What helps the most, what comes back to Richie far sooner than concrete experiences, is music. From his dad’s records in their yellowing paper sheaths to his mom’s lovely voice humming him a lullaby, Richie gets back feelings faster when they’re connected to a song, and it helps him put the pieces back together.
This, now, lying in bed with Eddie, is bringing to mind a scene without context, but one he recognizes all the same: a humid night in June or August, maybe, summer break either about to start or end, and either way leaving Richie feeling itchy under his skin. His first car, something black and used and shitty but with cool red interior and a tape deck — the closest thing to escape he’d ever had in that hell town.
He remembers that muggy night’s restlessness, his anxiety, and he remembers driving endless circles in a seven-block loop, never daring to stop in front of Eddie’s house but driving by again and again and again with Derek and the Dominos on repeat.
It’s easier to scream along to “Layla” than it is to admit that the song’s intro sounds the way loving Eddie feels: urgent, riotous, inescapable. He’s only seventeen and nothing makes sense to him, least of all the reasons why he had to end up in love with a boy, with his best friend, of all people. Why the thought of Eddie finding out made him sick to his stomach but the thought of Eddie never knowing ached like a punch to the chest.
It was easier than to hide in the beat of the song, in a guitar solo, to duck into the melody and let the throat-scraping plea of the chorus guard against the truth of his feelings.
But here in bed with Eddie, he’s not seventeen, he’s forty-one and held and touched and loved, so loved, that sometimes it makes his head swim. And he realizes in a rush of comfort that these days, loving feels less like the intro to “Layla” and more like the outro, fond and steady and calm and endless.
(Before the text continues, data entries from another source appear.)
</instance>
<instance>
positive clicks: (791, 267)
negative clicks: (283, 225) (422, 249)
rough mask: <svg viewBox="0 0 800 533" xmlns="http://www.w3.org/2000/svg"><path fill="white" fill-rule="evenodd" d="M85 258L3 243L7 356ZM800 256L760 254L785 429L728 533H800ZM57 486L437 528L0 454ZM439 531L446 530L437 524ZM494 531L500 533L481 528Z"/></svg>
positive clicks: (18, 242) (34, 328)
Eddie yawns and nuzzles deeper into Richie’s neck. “If Layla is the name of like, your old sex doll or something, I’m kicking you out of this bed.”
A bubble of laughter surprises its way out of Richie’s chest, bursting against the top of Eddie’s head, and Richie realizes that maybe the urgent, riotous, inescapable love exists right along with the steady and calm adoration, and maybe that’s why that seven minute long song is so fucking good after all these years, maybe it all goes hand in hand like he and Eddie all along.
“Layla’s what I used to call your mom in bed,” Richie murmurs, and Eddie knees him in the groin, and Richie has never been happier.